Portland Bill is quite literally a place like no other. Combining all the weird and wonderful aspects of the Isle, here you can roam freely over large, open stretches of land set to a backdrop of fishermen’s huts, spectacular lighthouses, and rocky shoreline that make up this unique part of the Jurassic Coast.

You’ll also find the famous Pulpit Rock – an instantly recognisable stack and relic of quarrying at the site, formed in the 1870s when quarrymen cut away a natural arch. The Trinity House Obelisk, too, stands proud at the very tip of the Island – built in 1844 as a warning to ships.

The waters off “the Bill” are as spectacular as they are treacherous – on a stormy day, waves smash into the coastline in dramatic fashion. Even in calmer conditions, there are strong currents at play – Portland’s tidal race is notoriously difficult to navigate, and the waters from here to Chesil Beach are known as something of a “ships graveyard”.

Not too far along from the main lighthouse, you’ll notice the red crane – used in the 19th and early 20th centuries to help workers ship Portland stone off of the island, the newer steel crane is still in use today, helping fisherman lower their boats into the water.

Red crane at Portland Bill

Portland Bill Lighthouse

The famous red and white lighthouse stands 41 metres tall and was built in 1906 to warn boats of the dangerous coastline. The lighthouse, fully automated since 1996, is a truly spectacular sight by day or night, and is open as a visitor attraction along with the former lighthouse keepers’ dwellings.

There are two older lighthouses a short distance away, which can still be seen today (from the outside at least). These date back all the way back to 1716 and used to work as a pair prior to their replacement by the current lighthouse.

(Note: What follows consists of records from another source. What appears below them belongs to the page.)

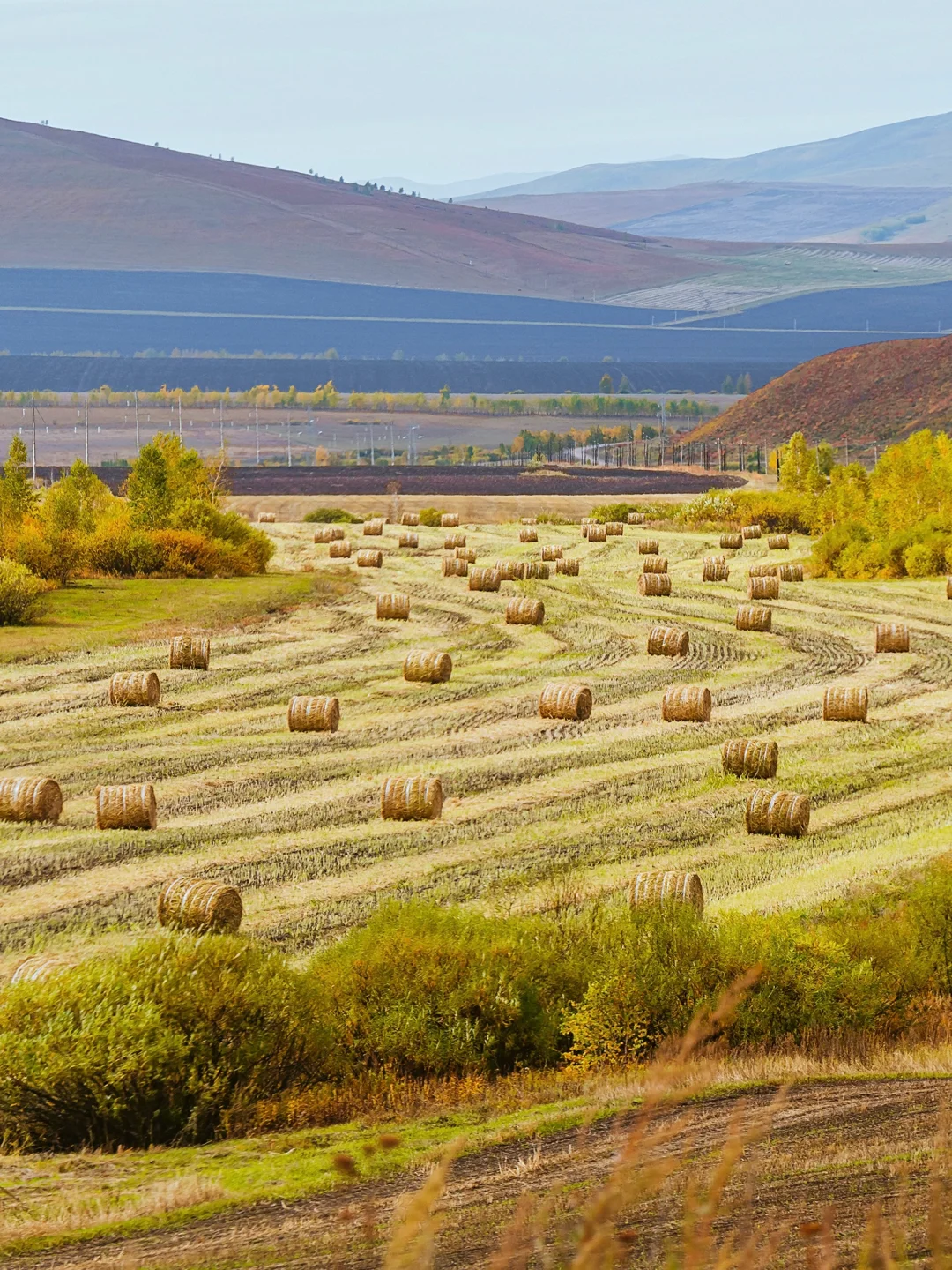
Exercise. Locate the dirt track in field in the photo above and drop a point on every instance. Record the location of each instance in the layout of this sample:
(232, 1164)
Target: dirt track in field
(834, 1148)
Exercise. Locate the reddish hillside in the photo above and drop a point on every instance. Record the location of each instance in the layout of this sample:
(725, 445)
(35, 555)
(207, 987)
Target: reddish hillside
(72, 199)
(874, 392)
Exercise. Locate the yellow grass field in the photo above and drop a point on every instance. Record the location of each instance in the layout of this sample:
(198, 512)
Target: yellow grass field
(534, 810)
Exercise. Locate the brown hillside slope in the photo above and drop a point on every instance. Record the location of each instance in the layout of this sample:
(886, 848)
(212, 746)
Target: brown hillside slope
(72, 199)
(874, 392)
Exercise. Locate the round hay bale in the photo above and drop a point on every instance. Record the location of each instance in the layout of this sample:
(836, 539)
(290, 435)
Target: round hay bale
(655, 585)
(484, 579)
(668, 641)
(565, 701)
(781, 814)
(753, 617)
(524, 612)
(891, 638)
(135, 689)
(126, 807)
(198, 905)
(392, 606)
(715, 569)
(427, 666)
(845, 705)
(412, 798)
(31, 798)
(190, 653)
(314, 714)
(755, 758)
(664, 888)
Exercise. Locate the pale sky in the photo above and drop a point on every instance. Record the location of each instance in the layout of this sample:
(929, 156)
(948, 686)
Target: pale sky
(441, 90)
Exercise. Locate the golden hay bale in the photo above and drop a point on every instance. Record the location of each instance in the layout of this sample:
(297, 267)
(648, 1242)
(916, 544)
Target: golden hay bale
(756, 758)
(29, 798)
(126, 807)
(565, 701)
(655, 585)
(715, 569)
(190, 653)
(686, 703)
(845, 705)
(753, 617)
(524, 612)
(314, 714)
(197, 905)
(484, 579)
(412, 798)
(392, 606)
(427, 666)
(135, 689)
(668, 641)
(663, 888)
(782, 814)
(891, 638)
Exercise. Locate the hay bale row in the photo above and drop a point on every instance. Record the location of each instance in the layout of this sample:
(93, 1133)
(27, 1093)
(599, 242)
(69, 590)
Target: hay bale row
(755, 758)
(126, 807)
(135, 689)
(565, 701)
(753, 617)
(687, 703)
(427, 666)
(663, 888)
(782, 814)
(524, 612)
(392, 606)
(668, 641)
(190, 653)
(412, 798)
(314, 714)
(197, 905)
(31, 798)
(845, 705)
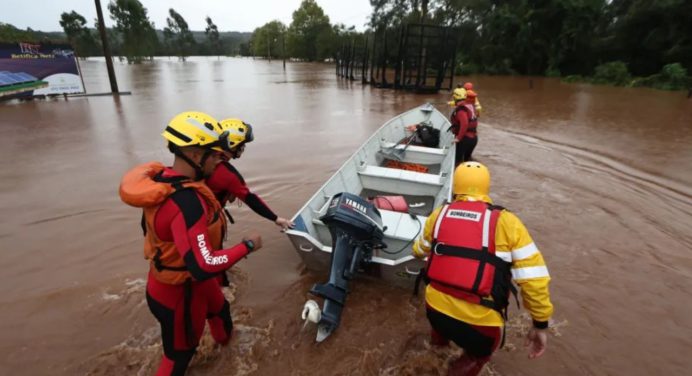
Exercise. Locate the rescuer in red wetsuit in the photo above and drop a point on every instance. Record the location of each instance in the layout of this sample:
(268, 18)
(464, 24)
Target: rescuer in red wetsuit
(228, 184)
(464, 121)
(184, 228)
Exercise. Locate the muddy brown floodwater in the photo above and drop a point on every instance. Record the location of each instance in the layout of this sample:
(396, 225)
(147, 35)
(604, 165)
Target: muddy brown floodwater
(602, 177)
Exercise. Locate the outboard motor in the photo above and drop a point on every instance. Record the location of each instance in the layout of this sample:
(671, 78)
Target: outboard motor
(356, 228)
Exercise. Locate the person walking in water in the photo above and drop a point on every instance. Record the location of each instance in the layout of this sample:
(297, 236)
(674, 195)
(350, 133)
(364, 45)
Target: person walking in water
(228, 184)
(464, 126)
(475, 249)
(183, 228)
(477, 103)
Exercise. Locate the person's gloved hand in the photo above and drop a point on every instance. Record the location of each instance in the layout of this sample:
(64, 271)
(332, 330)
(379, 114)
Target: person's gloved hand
(284, 223)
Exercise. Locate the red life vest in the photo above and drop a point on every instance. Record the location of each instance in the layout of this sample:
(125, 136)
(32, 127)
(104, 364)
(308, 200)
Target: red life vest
(470, 111)
(463, 263)
(145, 187)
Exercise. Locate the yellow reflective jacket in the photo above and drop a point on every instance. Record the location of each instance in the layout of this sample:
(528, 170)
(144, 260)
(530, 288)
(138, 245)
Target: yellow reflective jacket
(512, 242)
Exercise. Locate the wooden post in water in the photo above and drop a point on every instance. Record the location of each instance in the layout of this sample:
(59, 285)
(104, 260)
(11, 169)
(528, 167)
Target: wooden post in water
(106, 48)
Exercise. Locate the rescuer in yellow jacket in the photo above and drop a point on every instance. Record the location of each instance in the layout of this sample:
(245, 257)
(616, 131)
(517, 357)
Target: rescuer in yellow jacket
(458, 95)
(469, 272)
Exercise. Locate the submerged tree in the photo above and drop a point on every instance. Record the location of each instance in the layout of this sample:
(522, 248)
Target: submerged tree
(137, 32)
(177, 34)
(79, 36)
(212, 33)
(310, 32)
(267, 40)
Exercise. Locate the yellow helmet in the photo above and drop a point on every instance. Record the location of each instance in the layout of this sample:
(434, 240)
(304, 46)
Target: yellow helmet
(192, 128)
(235, 132)
(459, 94)
(471, 178)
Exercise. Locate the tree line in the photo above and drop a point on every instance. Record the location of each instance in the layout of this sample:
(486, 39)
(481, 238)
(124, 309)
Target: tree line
(604, 40)
(134, 36)
(610, 41)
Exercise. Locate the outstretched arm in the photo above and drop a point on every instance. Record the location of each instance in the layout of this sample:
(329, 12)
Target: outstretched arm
(190, 234)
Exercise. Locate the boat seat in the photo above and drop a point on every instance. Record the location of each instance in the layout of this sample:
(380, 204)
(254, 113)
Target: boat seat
(398, 174)
(417, 149)
(414, 154)
(399, 225)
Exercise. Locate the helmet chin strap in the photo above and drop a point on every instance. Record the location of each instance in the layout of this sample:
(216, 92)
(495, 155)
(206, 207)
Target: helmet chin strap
(199, 171)
(234, 152)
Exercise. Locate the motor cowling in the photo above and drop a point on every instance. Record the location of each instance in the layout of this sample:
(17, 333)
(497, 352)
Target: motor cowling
(356, 228)
(355, 216)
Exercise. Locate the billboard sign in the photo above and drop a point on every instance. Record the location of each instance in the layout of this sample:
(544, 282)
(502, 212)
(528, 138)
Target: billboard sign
(38, 69)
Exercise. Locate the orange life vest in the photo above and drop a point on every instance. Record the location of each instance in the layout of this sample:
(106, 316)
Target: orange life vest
(145, 187)
(463, 263)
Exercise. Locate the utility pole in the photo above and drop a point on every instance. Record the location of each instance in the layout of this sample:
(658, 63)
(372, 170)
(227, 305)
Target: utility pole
(106, 48)
(283, 47)
(269, 48)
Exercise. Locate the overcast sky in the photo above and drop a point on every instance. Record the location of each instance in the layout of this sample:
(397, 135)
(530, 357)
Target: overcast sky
(228, 15)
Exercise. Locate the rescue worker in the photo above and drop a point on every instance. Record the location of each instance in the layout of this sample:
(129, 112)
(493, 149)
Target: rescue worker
(477, 103)
(228, 184)
(459, 94)
(184, 228)
(464, 126)
(474, 250)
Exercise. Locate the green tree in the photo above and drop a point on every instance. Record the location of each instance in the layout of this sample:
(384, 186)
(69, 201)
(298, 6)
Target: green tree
(649, 34)
(305, 37)
(80, 37)
(267, 40)
(137, 33)
(177, 35)
(212, 33)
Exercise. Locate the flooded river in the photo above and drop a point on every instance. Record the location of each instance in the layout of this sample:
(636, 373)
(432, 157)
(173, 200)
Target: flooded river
(600, 175)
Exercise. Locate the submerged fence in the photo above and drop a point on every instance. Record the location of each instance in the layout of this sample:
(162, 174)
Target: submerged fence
(415, 57)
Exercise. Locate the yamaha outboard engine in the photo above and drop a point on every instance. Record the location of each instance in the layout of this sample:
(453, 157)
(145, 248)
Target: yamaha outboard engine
(356, 228)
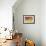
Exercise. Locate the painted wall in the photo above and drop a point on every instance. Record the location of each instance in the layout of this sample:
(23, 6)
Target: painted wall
(6, 13)
(28, 7)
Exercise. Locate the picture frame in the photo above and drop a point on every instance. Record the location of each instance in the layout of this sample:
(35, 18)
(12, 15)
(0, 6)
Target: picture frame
(28, 19)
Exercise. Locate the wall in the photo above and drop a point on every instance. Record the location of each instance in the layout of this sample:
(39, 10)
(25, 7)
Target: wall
(6, 13)
(28, 7)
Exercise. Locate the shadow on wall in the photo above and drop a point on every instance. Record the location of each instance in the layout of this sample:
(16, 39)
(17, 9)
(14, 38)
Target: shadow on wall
(28, 7)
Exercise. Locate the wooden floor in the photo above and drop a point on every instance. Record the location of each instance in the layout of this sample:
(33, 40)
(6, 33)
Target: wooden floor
(9, 43)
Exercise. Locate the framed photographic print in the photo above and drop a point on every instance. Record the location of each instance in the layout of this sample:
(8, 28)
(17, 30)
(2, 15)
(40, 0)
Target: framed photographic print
(28, 19)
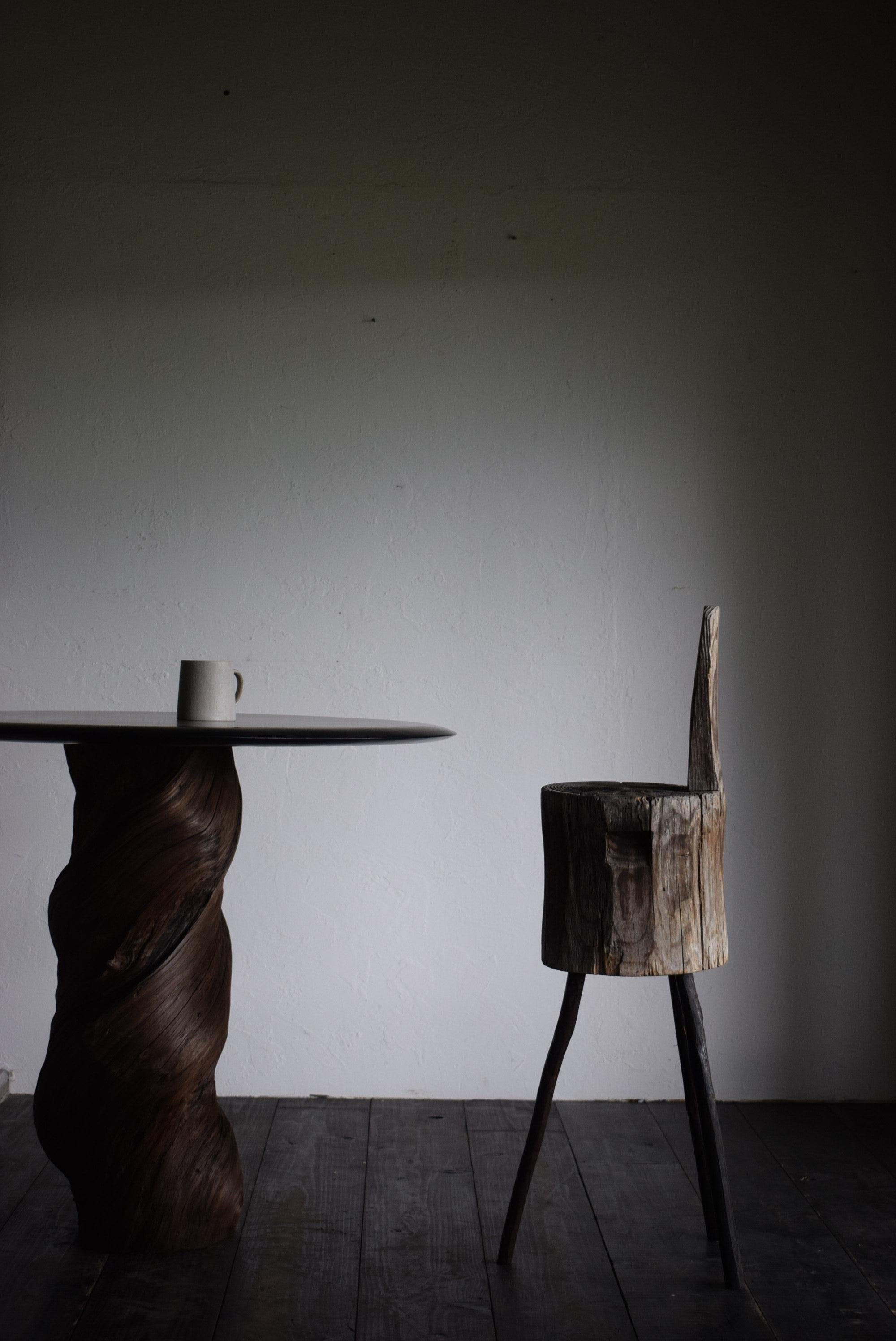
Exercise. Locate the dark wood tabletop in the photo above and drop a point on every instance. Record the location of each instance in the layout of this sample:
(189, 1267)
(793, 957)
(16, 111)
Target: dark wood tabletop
(250, 729)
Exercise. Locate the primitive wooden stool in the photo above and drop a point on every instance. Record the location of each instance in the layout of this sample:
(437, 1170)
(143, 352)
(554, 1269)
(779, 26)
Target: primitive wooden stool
(633, 890)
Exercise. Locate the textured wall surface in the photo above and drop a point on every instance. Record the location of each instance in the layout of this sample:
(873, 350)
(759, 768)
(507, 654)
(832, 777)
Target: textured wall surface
(440, 363)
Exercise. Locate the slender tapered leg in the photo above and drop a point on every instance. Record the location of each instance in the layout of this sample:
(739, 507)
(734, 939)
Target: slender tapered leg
(125, 1103)
(556, 1053)
(709, 1131)
(694, 1112)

The Old Lower Lighthouse is now the home of the Portland Bird Observatory (since 1961) and the Old Higher Lighthouse has been lovingly converted into holiday cottages.

Portland Bill lighthouse

Wildlife

Portland Bill is regularly visited by dolphins, seals and a wide range of birds. The combination of cliffs and greenery ensure that a variety of seabirds and migratory birds can be seen all year round. The site is also popular with a number of birds of prey including short-eared owls and peregrine falcons. Even the occasional puffin has been sighted!

Wild flowers grow along the cliff edge and brighten up the scene with bursts of colour. Bluebells, Golden Samphire, Portland Sea-Lavender and Sea Pinks (thrift), just to mention a few, can all be found at various times of the year.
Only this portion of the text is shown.